We have seen Google act aggressively over the past year with their display of Pay-Per-Click advertisements in the search results. In some instances, organic search results don’t even make an appearance above the fold. Google Instant made it appear as if paid results would gain more value, although I have yet to see any solid data to prove it (without a doubt it makes money for Google somehow). Vertical searches like Google Maps and even some peripheral applications such as GMail have seen a growth of screen real estate devoted to advertisements. When you write an email you are surrounded on 3 sides by ads. Why not go all out and include some popups?
If Google does indeed have some sort of ratio for including Made for AdSense websites in their results, it is quite possible they just kicked the setting up a notch. I’m not often a conspiracy theorist, but this idea doesn’t sound too far fetched. Certainly it’s no more outrageous than aliens abducting us in our sleep to perform experiments. They’re being increasingly aggressive with their advertisements, why wouldn’t they try being more aggressive in other areas?
Not convinced? The other reasons that Google doesn’t care about the declining search quality tend to support this idea.
Google Dominates the Market (And Probably Always Will)
Remember how Microsoft underwent all that scrutiny a decade ago for being a monopoly and all that jazz? A lot of good that did. Google drives the Internet. Find a hundred Internet users and you might have 1 among them that doesn’t use Google at least once a week. You can talk about search shares all you want, they hold the keys to the Internet.
They only have 1 serious competitor. Yahoo! folded last year by loaning their searches to Bing, but anyone who is in the search industry will tell you they were dead as a search engine long before then. It took Microsoft billions of dollars to revamp their search engine, make it a worthy competitor, and gain a decent foothold in the market. Now it’s just the two of them, Bing and Google, with Google dominating the market.
Remind you of any other tech war? Oh, right, the operating system. While most Macintosh users are passionate about their choice, the general public still thrives on Windows.

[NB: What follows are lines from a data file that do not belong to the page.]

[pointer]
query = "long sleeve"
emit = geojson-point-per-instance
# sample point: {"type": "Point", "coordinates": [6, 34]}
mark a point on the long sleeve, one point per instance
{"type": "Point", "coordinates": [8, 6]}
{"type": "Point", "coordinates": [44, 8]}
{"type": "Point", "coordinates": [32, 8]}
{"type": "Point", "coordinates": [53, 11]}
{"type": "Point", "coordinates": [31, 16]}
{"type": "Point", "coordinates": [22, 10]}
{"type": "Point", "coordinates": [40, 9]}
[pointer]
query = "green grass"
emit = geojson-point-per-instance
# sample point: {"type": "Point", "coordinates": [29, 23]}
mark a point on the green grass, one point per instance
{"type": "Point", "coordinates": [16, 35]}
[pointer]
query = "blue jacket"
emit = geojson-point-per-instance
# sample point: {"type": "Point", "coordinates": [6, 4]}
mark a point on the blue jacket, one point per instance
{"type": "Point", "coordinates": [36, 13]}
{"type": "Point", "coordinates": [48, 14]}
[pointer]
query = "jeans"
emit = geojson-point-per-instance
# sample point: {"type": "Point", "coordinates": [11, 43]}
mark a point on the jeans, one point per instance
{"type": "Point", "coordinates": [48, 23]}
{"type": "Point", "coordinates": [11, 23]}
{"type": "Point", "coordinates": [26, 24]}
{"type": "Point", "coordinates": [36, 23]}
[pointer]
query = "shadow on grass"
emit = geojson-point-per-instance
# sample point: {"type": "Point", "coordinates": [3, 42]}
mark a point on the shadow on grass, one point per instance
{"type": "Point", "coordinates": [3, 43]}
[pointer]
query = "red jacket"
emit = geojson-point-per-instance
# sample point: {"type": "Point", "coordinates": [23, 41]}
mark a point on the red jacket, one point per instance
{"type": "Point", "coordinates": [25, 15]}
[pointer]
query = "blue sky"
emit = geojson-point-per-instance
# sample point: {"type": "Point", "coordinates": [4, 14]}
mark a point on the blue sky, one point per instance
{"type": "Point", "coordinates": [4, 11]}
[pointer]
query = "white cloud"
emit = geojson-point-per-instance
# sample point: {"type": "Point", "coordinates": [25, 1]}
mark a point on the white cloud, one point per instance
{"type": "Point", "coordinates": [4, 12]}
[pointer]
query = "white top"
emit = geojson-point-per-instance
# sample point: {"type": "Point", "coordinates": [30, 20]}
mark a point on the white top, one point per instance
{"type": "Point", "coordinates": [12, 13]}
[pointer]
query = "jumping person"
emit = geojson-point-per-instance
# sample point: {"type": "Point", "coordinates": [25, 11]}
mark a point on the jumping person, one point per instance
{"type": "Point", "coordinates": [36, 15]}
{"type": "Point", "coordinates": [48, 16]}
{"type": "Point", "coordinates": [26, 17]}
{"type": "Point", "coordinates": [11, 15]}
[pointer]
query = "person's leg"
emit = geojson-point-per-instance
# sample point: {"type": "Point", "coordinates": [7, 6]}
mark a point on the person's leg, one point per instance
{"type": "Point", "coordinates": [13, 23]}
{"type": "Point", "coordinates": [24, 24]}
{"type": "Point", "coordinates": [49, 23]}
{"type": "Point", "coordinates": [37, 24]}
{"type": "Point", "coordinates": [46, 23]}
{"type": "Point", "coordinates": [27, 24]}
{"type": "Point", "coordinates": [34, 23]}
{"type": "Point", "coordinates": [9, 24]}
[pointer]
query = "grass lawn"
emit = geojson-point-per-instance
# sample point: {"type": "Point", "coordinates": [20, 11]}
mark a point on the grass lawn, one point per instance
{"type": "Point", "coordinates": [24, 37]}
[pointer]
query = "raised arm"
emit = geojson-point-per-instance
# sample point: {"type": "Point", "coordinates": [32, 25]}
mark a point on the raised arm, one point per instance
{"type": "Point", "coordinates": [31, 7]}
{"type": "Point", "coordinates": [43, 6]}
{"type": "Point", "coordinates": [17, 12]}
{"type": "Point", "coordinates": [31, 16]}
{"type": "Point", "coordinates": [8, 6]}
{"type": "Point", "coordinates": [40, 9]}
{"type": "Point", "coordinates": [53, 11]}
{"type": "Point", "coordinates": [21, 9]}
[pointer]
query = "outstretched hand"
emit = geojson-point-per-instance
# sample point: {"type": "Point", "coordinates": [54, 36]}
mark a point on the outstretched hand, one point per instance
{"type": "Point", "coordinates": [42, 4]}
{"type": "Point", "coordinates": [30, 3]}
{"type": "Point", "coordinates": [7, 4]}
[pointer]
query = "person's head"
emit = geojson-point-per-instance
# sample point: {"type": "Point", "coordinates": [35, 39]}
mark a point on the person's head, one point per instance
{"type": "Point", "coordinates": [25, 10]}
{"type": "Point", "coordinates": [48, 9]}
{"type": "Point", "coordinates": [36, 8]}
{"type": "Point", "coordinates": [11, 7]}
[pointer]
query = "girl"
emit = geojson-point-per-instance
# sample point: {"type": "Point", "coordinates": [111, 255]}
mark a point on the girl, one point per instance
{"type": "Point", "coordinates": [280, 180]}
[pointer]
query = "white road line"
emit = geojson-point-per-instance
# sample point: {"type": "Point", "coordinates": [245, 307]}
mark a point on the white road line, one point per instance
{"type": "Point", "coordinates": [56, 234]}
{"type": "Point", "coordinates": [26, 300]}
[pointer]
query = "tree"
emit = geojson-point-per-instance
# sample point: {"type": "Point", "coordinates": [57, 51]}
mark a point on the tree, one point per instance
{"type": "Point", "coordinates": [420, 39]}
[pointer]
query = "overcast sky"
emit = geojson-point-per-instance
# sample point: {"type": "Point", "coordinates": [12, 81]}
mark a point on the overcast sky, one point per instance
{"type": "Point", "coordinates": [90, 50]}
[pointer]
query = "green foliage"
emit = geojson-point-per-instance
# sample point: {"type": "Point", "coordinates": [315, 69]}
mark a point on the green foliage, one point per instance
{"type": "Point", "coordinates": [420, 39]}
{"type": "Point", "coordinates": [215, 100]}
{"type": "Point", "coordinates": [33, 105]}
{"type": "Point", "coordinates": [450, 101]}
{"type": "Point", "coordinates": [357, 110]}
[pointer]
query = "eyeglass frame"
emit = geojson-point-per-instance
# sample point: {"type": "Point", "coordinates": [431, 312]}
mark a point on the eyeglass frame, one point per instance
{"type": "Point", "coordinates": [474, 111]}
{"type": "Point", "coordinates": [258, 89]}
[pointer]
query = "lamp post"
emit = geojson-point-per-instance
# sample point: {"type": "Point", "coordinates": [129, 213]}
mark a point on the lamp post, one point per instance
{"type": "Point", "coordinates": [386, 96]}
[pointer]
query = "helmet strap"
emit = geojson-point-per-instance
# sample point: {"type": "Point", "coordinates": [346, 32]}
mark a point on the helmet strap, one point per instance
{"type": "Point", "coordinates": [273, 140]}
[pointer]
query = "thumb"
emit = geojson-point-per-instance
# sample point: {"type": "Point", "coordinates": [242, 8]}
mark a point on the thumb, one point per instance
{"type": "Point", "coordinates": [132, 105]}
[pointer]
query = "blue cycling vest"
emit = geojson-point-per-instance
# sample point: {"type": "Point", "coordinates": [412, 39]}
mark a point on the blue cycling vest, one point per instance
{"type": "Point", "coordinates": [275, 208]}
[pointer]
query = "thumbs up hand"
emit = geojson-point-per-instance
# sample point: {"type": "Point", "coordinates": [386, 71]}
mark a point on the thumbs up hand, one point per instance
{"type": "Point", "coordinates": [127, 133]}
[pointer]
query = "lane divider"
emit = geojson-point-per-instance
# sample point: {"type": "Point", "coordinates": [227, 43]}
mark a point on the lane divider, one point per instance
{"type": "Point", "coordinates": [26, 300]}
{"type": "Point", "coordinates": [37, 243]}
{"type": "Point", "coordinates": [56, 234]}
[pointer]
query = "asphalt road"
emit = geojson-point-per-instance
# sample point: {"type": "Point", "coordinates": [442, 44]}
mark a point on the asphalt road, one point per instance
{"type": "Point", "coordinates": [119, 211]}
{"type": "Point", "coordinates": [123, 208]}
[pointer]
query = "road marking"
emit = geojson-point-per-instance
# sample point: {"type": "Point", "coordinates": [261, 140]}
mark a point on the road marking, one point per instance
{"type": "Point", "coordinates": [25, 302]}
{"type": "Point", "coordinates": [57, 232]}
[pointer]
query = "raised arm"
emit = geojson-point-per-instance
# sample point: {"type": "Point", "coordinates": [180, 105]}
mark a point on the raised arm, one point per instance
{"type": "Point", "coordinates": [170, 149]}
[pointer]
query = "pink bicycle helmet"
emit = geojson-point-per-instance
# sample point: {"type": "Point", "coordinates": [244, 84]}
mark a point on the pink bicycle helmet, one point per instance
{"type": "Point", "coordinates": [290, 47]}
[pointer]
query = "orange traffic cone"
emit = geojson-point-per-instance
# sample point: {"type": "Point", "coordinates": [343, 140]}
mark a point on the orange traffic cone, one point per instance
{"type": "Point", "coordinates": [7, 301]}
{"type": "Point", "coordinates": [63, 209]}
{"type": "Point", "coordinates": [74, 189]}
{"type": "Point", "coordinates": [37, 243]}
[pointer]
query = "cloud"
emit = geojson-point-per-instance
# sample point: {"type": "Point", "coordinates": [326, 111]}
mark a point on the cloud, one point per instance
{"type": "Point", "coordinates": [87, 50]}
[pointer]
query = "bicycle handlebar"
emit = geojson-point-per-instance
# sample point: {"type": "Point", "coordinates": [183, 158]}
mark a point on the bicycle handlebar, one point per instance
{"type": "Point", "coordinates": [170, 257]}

Let’s be honest here, the Mac OS is and nearly always has been a superior system to Windows. (Disclaimer: I haven’t ponied up to try Windows 7, I only used Mac for a 6 month span last year, and I’m an avid Linux fan. However, I think these views are objectively accurate.) I can’t begin to explain why Windows dominates in this manner. In the same way, I can’t explain Google’s dominance. Other search engines have come and gone that compared in quality to Google.
Hear that? Regardless of which product is superior, the one that has won the hearts and minds of the average user is the one that will continue to thrive and dominate. Google certainly has done that. It’s a household name. A verb. People go there out of reflex at this point. They don’t think about it. There is no deliberation. When they need to search for something they google it. It takes a conscious effort to change those habits.
Bing will succeed. They’ll grow and be a worthy second choice. In my opinion, they are no threat to Google and never will be. Regardless of the quality of Google’s search results.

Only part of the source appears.